The Wilson County school board originally voted to terminate Mock from his position at the school in 2015 after Mock and two other school employees engaged in school-wide pranks at the end of the year.
According to a statement from Wilson County Schools, Mock and two other faculty members who were not tenured were cited for:
• placing a lotion-type substance on classroom door handles and a time clock.
• turning over chairs and desks in a classroom.
• taking vehicle keys and moving the vehicles without permission.
• taking Styrofoam packing peanuts that were school property and putting them in the car of one of the victims.
In response to his termination, Mock and his attorney, Michael Clemons, appealed the decision. Hearing officer Robert Wheeler Jr. ruled Mock should not be fired for his participation in the pranks.

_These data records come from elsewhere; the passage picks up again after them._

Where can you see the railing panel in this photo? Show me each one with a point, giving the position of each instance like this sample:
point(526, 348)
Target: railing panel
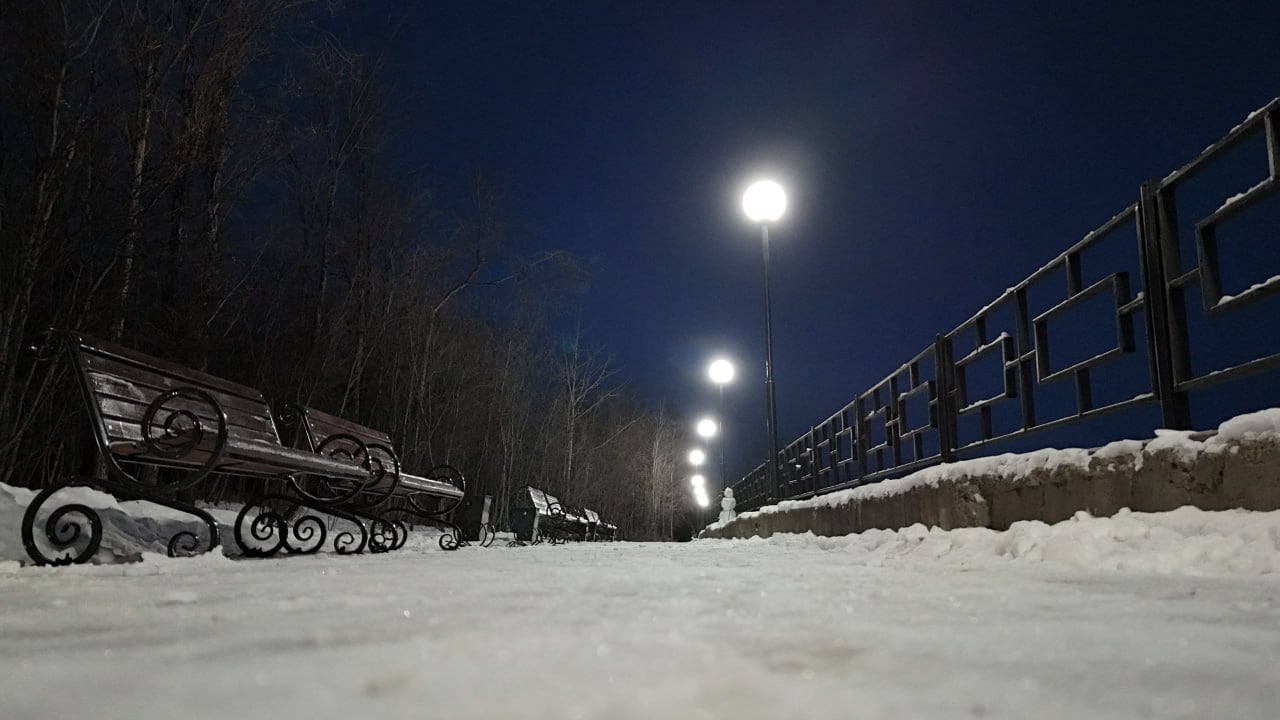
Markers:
point(1165, 297)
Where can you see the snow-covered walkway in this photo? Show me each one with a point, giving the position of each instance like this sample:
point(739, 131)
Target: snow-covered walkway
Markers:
point(1173, 615)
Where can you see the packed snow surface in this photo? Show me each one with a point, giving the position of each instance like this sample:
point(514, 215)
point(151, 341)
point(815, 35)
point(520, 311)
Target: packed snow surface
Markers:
point(1164, 615)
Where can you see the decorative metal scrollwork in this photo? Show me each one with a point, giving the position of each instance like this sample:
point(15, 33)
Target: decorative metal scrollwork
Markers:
point(452, 537)
point(306, 534)
point(173, 429)
point(384, 536)
point(266, 528)
point(384, 475)
point(488, 533)
point(337, 491)
point(65, 528)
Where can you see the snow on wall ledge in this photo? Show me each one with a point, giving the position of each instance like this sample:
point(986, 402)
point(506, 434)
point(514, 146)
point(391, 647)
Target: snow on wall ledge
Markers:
point(1238, 465)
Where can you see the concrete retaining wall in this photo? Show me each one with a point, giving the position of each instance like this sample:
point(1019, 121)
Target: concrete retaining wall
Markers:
point(1156, 475)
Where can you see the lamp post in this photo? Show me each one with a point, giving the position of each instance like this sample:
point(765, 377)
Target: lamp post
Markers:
point(696, 456)
point(764, 203)
point(699, 484)
point(721, 372)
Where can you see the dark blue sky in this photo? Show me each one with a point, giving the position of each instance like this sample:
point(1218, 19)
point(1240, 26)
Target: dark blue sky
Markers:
point(935, 153)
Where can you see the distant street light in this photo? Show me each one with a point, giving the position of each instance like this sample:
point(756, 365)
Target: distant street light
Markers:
point(707, 428)
point(722, 372)
point(764, 203)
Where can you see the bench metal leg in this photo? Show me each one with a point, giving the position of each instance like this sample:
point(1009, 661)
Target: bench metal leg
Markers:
point(74, 524)
point(64, 528)
point(270, 531)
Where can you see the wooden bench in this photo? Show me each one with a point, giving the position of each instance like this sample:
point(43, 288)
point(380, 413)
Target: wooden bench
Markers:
point(536, 516)
point(145, 411)
point(599, 529)
point(429, 497)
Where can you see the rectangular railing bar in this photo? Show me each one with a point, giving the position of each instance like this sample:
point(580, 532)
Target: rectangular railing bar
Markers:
point(1240, 370)
point(840, 452)
point(1234, 137)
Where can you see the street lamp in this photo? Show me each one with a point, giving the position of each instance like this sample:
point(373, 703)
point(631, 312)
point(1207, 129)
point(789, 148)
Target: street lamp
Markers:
point(764, 203)
point(707, 428)
point(721, 372)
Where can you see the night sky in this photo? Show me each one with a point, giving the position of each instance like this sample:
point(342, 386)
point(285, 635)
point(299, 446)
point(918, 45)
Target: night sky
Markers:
point(935, 154)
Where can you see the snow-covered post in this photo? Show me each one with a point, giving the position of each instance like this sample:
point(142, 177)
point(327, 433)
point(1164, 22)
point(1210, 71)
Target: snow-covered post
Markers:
point(727, 505)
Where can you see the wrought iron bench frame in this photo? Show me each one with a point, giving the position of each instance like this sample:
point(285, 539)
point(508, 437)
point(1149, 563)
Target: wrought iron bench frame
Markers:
point(145, 411)
point(442, 484)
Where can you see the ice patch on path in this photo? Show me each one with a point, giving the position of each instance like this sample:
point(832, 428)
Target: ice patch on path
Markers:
point(1187, 541)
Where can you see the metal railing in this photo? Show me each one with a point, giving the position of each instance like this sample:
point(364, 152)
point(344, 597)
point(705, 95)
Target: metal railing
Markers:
point(987, 381)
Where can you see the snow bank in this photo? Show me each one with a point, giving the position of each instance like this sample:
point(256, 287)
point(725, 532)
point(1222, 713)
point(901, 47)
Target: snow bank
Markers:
point(1187, 445)
point(1187, 541)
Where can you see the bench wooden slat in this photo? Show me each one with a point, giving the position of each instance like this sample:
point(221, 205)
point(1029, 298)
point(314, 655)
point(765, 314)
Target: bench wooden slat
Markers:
point(106, 351)
point(113, 379)
point(430, 486)
point(257, 458)
point(129, 414)
point(323, 424)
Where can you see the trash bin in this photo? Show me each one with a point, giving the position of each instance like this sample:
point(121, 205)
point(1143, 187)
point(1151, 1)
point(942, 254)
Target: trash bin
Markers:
point(472, 515)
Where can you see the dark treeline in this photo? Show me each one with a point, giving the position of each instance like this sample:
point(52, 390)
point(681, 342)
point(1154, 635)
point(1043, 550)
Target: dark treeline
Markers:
point(214, 182)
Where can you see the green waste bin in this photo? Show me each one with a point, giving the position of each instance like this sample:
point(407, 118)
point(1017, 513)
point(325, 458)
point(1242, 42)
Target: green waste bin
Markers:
point(522, 522)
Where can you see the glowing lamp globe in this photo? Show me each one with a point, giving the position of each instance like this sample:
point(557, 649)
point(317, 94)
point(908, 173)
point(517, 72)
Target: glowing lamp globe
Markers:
point(764, 201)
point(721, 370)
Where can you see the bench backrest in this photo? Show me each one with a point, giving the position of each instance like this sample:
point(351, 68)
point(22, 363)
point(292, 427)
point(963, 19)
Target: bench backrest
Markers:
point(316, 428)
point(119, 384)
point(316, 425)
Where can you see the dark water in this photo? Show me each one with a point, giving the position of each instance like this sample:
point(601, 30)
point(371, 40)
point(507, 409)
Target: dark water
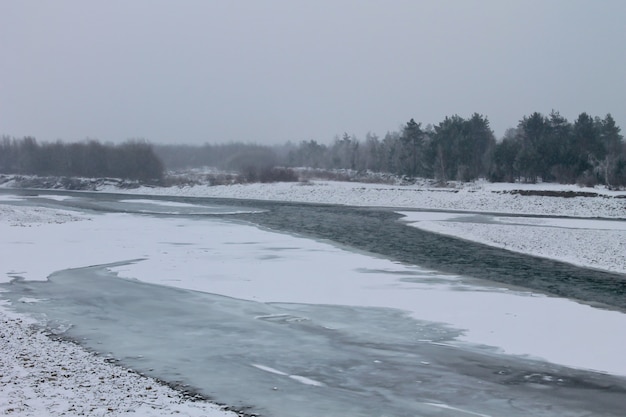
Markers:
point(283, 360)
point(353, 361)
point(379, 231)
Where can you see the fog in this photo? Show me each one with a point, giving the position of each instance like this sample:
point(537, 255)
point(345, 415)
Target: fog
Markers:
point(273, 71)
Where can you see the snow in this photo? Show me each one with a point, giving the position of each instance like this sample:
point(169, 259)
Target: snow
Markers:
point(588, 243)
point(478, 196)
point(175, 252)
point(40, 376)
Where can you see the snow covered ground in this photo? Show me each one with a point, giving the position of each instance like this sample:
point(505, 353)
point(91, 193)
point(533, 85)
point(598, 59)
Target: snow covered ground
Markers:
point(41, 376)
point(587, 243)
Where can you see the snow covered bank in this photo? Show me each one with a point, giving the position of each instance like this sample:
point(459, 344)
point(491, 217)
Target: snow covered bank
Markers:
point(588, 243)
point(253, 264)
point(479, 196)
point(40, 376)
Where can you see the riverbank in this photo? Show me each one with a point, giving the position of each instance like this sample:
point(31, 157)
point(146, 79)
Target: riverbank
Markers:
point(20, 395)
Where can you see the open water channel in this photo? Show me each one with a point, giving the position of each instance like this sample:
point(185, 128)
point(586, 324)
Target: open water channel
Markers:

However, Wheeler ruled, “Mr. Mock be suspended from his duties with the Wilson County School System without pay from the beginning of the 2015-16 school year until the end of the first semester. This decision is not to be construed to tell the school administration where Mr. Mock should teach.”
The school board then voted to uphold Wheeler’s ruling. Board member Wayne McNeese and former board member Don Weathers voted against the upholding, citing the punishment was too harsh.
McNeese and board member Linda Armistead also discussed court transcripts in regard to charges of racial discrimination, which Wheeler found unproven.
Wheeler said in his order, “Mr. Mock described his relationship with Ms. Powell as one of great respect and stated that she was a wonderful teacher. One of his daughters was especially attached to Ms. Powell. When asked by the hearing officer if she was scared on May 28, Ms. Powell replied that she was ‘aggravated. Uncomfortable, yes. Disgusted.’ She testified more than once that she did not view the actions toward her that day to be race-based.”
“I can’t support taking six months of pay away from Mr. Mock when his offense, according to Judge Wheeler, is not worse than the offense that employee committed driving under the influence of alcohol and only getting five days off,” Weathers said during the meeting.
Parties involved in the case presented their arguments in December 2015 before the board, with Clemons saying the only issue he sought to appeal on behalf of Mock is Wheeler’s recommendation of a semester suspension without pay.
“I simply ask that the recommended discipline of one semester without pay be revised to a written reprimand, or at most, five days without pay,” Clemons said during the meeting.
Clemons and Mock took the case to Wilson County Chancery Court this year.
“The chancellor came back with his decision, and he reduced that suspension from one semester to five days,” Wilson County Schools attorney Mike Jennings said. “So, the school board, director and myself will be evaluating that to figure out where we go next.”
Jennings said an appeal of the chancellor’s decision is a possibility.